I look at the role of druid as more of an archetype for both a scholar, priest and shaman rolled into one. The Native Americans, Inuit, Australian and Siberian aborigines all had druids of a sort but with their own specific cultural twists. I’m not a Star Wars fanatic but I certainly look at the jedi order presented in those tales as a very good interpretation of the druid archetype.
Another exquisite illustration of the druidic archetype is the Fremen lifestyle as presented in the Dune novels by Frank Herbert. I actually heard through pure rumor that Mr. Herbert may have been a closet druid at the time of penning those particular works. The stories of his “righteous oppressed underdog” Fremen people value a closeness to the spirit of the land, an appreciation for ceremony and formal passages in the stage of life, an organized tribe style government with a council of elders, a shamanistic approach to accessing the “otherworld” and a recognition that time and space do not exist there, and organized formal spiritual leaders that presided over ceremonies and guided their people on a spiritual plain. I would certainly say that their culture (though fictional it is) is just a druidic that of the celts.

I do generally believe in the “four pillars of druidry” being multiple lives, spirit in all things, reverence for ancestors and multiple worlds. And of course, let us not forget Truth, thought that is such a supreme and transcendent concept that it deserves a category on it’s own. Though different people may have variants on these themes generally speaking if there is some semblance or recognition of these basic tenants I’ve always believed it satisfied the general spiritual, intellectual and social path of druidry, no matter what cultural title you give it.

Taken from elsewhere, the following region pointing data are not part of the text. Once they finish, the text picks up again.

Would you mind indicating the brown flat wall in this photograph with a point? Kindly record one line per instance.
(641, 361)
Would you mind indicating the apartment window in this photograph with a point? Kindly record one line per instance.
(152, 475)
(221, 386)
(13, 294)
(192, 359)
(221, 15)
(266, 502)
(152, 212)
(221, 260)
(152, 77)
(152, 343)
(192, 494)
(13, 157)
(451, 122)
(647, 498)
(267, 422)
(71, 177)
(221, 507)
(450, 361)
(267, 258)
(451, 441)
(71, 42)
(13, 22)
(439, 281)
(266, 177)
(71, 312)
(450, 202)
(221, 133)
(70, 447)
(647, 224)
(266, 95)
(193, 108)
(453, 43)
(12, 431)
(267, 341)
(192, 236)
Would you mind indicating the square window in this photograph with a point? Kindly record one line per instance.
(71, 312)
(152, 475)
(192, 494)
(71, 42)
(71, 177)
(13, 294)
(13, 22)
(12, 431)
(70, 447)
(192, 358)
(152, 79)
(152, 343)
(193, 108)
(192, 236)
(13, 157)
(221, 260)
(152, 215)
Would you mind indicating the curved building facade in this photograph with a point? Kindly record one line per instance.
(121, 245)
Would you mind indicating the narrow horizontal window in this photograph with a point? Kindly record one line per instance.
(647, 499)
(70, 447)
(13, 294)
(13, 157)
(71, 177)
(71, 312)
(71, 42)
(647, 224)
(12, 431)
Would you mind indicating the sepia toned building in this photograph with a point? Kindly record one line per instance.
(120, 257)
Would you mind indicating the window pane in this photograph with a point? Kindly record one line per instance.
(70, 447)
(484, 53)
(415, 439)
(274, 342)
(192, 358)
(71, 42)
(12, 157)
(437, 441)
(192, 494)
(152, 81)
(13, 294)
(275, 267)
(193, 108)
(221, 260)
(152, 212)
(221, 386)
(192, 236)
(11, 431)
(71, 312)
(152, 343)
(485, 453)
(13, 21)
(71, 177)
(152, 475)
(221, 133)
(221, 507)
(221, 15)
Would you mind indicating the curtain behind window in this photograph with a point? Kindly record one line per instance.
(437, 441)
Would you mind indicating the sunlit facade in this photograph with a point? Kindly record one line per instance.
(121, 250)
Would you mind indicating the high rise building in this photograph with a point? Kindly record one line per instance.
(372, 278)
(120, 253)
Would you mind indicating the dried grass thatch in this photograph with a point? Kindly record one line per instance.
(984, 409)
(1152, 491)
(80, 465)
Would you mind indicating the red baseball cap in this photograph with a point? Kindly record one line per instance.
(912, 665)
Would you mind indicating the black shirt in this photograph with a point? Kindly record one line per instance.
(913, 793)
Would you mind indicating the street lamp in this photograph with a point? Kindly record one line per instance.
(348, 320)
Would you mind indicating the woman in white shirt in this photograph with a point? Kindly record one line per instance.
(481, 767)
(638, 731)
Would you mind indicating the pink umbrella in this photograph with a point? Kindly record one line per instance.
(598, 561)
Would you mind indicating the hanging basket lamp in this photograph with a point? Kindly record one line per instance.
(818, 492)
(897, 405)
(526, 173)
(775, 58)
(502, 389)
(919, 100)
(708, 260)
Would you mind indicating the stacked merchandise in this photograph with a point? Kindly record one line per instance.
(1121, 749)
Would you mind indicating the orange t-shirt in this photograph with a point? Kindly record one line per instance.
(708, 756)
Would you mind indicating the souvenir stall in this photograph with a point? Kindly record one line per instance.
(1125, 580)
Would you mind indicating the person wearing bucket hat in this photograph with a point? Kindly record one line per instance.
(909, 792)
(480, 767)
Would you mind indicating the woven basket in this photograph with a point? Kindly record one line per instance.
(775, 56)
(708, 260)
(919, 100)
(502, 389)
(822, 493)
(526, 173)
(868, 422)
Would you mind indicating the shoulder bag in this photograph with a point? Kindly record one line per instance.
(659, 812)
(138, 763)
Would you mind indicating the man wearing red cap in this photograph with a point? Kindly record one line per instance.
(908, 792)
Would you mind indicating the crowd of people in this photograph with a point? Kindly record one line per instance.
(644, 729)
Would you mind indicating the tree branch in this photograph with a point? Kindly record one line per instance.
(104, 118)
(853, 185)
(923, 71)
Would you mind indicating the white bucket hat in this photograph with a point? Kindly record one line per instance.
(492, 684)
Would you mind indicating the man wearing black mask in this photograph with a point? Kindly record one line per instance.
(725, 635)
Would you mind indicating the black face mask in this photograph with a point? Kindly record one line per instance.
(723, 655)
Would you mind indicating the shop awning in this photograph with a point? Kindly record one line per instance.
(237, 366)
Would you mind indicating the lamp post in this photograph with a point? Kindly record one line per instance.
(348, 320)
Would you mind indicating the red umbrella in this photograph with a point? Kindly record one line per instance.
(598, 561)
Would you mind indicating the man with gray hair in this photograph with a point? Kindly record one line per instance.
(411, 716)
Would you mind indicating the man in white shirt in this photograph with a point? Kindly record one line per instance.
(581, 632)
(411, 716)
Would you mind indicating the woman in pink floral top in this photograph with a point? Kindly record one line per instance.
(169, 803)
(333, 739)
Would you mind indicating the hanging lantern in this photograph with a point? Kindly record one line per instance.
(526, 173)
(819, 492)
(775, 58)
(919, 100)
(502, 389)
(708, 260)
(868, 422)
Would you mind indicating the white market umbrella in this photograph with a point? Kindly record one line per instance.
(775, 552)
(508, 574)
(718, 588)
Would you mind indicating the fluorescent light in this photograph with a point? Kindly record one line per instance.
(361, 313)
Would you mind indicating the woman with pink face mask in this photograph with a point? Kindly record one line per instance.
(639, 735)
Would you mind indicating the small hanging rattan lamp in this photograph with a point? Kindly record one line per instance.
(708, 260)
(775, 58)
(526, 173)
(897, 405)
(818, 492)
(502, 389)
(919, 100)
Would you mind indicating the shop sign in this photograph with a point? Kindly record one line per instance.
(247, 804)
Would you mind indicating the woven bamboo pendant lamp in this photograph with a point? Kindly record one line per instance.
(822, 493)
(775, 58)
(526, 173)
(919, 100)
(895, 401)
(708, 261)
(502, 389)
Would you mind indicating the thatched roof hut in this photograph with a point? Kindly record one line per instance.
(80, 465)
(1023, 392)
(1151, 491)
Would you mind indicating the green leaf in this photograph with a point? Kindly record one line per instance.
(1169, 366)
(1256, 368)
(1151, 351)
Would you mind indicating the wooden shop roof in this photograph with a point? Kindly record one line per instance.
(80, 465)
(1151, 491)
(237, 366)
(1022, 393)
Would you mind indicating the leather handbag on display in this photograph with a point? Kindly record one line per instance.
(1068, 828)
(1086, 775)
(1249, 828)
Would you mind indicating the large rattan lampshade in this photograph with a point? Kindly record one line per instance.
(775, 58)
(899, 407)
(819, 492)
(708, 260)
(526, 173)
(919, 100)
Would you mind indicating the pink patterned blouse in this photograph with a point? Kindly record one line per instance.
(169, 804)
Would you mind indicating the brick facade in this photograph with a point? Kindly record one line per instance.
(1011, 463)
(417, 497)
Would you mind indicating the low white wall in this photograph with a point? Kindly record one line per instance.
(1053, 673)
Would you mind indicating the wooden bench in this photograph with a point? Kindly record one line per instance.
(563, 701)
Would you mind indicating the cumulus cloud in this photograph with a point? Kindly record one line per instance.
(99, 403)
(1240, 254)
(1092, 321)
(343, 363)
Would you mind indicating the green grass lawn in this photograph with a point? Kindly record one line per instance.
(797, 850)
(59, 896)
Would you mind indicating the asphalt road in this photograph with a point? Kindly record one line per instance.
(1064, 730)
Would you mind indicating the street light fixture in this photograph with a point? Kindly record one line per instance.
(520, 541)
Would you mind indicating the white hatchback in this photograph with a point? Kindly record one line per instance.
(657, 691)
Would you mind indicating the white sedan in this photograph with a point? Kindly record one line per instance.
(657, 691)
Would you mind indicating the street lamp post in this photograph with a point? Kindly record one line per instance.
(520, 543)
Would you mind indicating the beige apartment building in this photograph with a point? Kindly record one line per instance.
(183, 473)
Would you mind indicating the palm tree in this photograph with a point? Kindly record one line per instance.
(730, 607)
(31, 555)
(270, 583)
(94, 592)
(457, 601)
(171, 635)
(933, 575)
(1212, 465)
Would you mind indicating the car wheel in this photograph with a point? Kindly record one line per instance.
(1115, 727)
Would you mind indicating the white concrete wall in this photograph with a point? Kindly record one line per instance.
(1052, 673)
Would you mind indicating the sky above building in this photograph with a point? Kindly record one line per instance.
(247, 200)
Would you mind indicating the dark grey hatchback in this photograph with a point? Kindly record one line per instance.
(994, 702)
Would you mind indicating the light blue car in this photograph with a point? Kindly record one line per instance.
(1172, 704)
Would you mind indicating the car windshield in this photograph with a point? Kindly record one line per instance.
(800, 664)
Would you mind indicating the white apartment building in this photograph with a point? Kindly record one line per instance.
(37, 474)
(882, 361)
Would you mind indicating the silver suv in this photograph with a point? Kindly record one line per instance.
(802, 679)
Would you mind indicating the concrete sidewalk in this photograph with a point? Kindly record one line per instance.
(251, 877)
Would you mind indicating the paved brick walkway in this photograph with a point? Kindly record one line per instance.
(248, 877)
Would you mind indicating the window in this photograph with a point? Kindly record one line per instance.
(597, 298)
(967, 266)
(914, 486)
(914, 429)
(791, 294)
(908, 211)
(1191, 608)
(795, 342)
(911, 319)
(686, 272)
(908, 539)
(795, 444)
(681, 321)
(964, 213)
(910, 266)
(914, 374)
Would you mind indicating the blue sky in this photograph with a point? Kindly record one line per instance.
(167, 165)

This is a bit controversial I understand but I don’t particularly believe that druidry has to incorporate the three realms and the cosmology of infinity as the celts did. This is in my mind more of a cultural ideal. The Native American tribes didn’t all believe in an infinite universe nor do the Inuits but they are no less druidic in my assessment. Whether you declare there is 1 or 20 “otherworlds” or that the universe is infinite or that we all ride upon the shell of a great cosmic turtle in our physical world that does not change your heart or your endorsement of the four pillars and love of truth in whatever form they may be manifesting in your culture/path.

A druid need not be a celtic shaman following the path of the green man or some other celtic deity. A druid is in your heart and soul. It’s in your ethics and your outlook on the world and your place in it.